D’Aloisio’s comments typify the callous indifference within official circles towards the plight of retirees, and their overriding concern to facilitate the operations of the capital-raising markets. Similar contempt has been expressed in the media coverage, with commentators routinely using pejorative terms, such as “unsophisticated mum and dad investors”. Noticeably, Prime Minister John Howard, Treasurer Peter Costello and Finance Minister Nick Minchin have made no statements on the ACR scandal.

Inadequate income for retirement

Last week a group of Westpoint investors rallied outside Prime Minister John Howard’s electoral office on Sydney’s lower north shore to demand better government protection for self-funded retirees. They denounced Howard, Costello and ASIC, holding placards reading: “Victims of Howard’s Fair Go”, “Costello’s WMID [Weapon of Mass Investor Destruction]” and “Westpoint, Fincorp, ACR. Where was ASIC?”

Like the Labor government before it, the Howard government has kept aged pensions deliberately low—about a quarter of average earnings—and applied stringent assets and income means tests to compel people to pay for their own retirement via superannuation and other investments.

According to the Combined Pensioners and Superannuants Association (CPSA), more than 600,000 age pensioners have an annual income of under or just over $14,000. “The age pension provides around $250 a week [$440 for couples] to pay for groceries, doctor’s bills and prescriptions, power, water, transport and accommodation costs, such as rent, council rates, home maintenance and replacement of furniture and whitegoods,” the CPSA stated in a pre-budget media release.

Figures released last month by the Westpac Bank and Association of Superannuation Funds of Australia (ASFA) estimated that a couple living comfortably in retirement required an annual income of $47,766, while those seeking a “modest” retirement lifestyle required $25,780.

A 2004 Westpac-ASFA survey found that only one in eight people aged 39 to 60 thought their current savings would be adequate to fund their retirement expectations.
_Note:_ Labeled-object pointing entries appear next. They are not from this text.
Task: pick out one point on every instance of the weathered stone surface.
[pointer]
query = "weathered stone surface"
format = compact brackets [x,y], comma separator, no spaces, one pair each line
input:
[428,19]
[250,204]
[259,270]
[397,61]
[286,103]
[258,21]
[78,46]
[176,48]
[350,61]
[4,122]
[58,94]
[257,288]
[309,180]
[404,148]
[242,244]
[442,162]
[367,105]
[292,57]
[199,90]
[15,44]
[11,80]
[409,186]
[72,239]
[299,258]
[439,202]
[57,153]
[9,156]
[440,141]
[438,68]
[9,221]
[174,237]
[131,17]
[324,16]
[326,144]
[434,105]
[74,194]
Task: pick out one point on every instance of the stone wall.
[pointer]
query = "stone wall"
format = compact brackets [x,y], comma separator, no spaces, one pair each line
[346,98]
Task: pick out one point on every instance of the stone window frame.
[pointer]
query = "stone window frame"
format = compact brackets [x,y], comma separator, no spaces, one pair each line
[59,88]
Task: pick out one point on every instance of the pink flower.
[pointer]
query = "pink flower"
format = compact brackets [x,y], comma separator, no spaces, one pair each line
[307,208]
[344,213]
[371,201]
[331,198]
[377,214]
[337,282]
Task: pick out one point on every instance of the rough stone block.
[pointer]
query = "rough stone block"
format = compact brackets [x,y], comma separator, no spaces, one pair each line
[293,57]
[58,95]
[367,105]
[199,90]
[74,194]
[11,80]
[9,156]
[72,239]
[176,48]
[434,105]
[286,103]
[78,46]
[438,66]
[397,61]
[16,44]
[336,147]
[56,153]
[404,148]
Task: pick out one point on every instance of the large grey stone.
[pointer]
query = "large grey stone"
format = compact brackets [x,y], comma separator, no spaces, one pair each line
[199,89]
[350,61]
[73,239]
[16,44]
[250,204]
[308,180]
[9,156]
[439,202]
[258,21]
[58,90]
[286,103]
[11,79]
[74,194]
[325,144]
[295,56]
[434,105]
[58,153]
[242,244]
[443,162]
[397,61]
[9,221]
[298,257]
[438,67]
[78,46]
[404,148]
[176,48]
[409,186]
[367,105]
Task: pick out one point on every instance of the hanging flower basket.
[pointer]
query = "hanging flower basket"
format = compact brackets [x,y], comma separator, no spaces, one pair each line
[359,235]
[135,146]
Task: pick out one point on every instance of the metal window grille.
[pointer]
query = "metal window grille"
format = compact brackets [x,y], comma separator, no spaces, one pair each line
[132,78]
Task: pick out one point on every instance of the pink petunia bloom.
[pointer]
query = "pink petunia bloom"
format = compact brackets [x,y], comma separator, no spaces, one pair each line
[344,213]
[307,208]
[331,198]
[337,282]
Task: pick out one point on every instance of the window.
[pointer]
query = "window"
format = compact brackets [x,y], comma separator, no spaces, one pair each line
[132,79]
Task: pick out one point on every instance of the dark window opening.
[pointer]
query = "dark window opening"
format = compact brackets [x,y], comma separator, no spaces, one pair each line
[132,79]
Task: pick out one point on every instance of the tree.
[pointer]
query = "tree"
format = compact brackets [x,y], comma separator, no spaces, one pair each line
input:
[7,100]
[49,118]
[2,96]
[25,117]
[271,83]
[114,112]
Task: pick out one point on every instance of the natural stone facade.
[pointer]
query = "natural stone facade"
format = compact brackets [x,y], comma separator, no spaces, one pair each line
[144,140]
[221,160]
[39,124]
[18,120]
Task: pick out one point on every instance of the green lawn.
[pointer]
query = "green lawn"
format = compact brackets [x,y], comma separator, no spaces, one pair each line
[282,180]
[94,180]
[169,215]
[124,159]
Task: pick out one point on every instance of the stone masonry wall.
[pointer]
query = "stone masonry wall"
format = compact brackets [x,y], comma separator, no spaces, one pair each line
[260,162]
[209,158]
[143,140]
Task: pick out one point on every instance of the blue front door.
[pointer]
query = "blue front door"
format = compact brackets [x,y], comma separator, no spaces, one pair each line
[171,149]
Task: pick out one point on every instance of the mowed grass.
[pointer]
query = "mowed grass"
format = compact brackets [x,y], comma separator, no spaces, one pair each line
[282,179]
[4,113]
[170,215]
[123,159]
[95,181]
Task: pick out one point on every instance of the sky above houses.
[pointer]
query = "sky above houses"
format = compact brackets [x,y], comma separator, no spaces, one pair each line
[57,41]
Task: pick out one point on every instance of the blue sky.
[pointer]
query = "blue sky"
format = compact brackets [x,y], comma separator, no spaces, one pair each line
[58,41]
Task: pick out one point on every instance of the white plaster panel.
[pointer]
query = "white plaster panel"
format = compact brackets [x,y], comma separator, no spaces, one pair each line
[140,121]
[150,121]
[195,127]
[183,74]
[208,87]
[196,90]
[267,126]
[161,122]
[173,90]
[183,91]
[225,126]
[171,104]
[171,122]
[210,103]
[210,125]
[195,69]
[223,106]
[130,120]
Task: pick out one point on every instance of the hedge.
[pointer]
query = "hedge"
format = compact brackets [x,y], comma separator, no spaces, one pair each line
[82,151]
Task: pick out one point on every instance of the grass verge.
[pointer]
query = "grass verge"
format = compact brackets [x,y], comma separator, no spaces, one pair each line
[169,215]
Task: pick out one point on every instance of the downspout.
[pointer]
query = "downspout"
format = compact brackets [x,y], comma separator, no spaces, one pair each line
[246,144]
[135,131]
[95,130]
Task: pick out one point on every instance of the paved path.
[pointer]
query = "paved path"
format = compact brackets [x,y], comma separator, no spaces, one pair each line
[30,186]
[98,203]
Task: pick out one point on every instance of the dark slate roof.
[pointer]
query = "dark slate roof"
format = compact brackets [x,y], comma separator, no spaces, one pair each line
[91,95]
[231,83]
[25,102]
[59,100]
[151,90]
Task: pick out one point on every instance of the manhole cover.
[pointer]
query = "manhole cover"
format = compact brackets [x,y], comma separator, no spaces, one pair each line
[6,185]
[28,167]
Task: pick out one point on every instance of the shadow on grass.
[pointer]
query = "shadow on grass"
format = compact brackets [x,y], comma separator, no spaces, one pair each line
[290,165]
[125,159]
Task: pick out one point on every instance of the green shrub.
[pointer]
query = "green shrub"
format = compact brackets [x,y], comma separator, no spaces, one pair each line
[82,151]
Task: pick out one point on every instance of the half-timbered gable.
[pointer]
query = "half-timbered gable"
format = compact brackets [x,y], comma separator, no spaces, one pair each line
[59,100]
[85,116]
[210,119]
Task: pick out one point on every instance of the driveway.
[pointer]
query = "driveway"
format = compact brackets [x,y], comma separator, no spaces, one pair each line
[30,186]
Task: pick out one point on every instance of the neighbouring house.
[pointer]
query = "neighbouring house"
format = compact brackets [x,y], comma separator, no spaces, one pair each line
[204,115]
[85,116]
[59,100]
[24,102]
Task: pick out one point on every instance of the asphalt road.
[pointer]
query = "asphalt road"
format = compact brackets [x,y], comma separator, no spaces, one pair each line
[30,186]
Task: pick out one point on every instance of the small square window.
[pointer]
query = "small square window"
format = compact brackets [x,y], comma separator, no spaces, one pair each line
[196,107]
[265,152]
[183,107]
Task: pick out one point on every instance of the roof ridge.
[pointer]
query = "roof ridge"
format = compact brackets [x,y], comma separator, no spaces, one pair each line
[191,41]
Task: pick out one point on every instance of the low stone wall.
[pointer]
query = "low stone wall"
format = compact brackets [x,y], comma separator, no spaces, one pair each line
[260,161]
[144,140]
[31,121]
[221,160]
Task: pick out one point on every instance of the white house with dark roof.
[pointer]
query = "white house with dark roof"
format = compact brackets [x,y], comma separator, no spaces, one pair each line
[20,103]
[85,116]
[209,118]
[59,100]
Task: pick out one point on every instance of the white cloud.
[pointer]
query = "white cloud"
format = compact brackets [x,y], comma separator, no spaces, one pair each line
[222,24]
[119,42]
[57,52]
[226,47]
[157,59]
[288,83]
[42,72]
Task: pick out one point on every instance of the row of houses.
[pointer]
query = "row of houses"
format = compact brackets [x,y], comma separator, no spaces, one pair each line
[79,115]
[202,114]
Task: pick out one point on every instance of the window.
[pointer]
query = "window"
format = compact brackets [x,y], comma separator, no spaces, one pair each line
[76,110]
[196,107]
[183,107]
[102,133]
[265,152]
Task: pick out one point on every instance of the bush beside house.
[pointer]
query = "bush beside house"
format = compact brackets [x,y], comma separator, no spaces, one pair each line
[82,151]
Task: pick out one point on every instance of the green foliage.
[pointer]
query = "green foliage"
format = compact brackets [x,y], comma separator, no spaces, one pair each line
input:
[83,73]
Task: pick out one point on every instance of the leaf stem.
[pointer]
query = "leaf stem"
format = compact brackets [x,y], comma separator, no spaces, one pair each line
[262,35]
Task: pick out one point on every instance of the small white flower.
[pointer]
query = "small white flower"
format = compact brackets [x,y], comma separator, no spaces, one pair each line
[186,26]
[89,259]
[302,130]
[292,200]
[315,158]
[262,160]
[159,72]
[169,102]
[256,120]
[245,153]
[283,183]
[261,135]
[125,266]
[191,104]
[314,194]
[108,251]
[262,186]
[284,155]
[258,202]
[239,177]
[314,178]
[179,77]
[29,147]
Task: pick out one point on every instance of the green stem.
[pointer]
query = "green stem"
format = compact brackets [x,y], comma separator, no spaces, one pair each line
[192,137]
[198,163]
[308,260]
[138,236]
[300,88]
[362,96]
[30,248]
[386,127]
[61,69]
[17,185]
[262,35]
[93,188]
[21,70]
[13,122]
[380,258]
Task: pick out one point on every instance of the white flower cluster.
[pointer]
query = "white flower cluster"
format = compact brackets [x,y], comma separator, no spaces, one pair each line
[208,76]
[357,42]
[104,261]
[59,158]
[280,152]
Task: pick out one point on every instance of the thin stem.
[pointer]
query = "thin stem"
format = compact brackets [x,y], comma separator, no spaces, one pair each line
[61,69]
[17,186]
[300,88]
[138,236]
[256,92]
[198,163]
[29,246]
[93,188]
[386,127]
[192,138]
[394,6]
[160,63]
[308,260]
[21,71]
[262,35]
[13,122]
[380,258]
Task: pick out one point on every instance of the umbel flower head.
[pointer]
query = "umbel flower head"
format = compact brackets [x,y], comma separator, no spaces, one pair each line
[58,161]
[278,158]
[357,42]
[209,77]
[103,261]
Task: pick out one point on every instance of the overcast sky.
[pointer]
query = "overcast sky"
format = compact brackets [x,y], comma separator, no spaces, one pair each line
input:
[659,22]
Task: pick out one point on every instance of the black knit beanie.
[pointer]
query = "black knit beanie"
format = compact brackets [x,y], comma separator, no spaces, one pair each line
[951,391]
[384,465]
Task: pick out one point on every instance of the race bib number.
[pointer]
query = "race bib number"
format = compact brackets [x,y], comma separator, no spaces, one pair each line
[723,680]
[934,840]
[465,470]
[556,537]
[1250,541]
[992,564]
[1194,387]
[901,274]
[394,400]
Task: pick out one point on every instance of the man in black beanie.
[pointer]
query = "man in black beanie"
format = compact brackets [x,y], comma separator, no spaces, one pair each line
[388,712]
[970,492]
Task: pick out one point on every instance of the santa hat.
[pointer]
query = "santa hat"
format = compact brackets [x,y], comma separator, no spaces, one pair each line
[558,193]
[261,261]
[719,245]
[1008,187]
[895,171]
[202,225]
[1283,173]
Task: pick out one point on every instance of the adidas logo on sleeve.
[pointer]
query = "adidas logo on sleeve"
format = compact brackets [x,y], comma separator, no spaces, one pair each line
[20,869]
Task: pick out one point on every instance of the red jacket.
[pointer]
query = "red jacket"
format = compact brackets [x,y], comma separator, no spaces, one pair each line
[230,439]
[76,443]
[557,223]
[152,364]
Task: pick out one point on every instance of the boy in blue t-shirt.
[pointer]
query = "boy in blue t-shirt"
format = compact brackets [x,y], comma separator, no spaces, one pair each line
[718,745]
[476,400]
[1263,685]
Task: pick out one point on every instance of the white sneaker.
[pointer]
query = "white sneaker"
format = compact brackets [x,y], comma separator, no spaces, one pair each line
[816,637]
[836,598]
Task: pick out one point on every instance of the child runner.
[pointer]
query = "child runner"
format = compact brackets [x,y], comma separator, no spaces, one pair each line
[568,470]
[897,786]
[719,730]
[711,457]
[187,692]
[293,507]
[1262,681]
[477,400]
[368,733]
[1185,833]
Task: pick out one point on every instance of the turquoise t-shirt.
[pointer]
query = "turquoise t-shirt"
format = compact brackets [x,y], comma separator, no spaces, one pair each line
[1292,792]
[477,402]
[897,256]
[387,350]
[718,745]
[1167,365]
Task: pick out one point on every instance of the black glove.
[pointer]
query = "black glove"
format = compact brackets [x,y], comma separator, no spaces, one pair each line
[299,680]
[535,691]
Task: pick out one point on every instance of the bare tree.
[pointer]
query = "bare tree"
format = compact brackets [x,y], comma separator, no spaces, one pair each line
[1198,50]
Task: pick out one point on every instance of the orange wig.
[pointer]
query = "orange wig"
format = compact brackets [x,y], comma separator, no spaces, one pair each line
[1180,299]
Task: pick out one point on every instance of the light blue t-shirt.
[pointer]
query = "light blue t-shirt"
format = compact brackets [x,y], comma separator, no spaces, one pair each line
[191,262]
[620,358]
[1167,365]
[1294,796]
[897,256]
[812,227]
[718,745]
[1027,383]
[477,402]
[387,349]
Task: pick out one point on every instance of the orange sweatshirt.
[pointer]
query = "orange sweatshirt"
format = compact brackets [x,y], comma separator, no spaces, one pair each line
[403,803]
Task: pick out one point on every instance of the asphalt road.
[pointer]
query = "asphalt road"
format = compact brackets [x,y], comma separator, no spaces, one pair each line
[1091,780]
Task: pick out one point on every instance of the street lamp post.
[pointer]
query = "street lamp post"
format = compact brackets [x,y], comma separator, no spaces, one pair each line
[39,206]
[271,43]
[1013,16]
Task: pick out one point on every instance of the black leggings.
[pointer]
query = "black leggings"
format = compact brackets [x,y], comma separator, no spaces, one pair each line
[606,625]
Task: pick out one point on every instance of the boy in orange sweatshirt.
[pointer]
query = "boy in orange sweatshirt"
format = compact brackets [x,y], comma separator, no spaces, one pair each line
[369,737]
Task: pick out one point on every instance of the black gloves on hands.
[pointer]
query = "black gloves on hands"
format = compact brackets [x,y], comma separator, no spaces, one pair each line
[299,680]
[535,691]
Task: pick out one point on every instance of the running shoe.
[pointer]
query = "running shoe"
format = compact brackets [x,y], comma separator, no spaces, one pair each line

Seven in ten said compulsory superannuation payments were not enough to provide an adequate income. More were expecting to work in retirement, and 70 percent believed that governments needed to do more about the ageing population. “The number of people uncertain and worried about their future has grown significantly,” ASFA’s Philippa Smith commented.

It is precisely these fears and concerns, fuelled by government policy, that have increasingly exposed retirees to the anarchy of the property and financial markets. Various media outlets have expressed nervousness about the resulting social polarisation and disaffection. The Age editorial, for example, concluded: “An ageing population means the numbers at risk of losing their retirement savings will increase. Thousands of investors already have every right to feel the system has failed them.”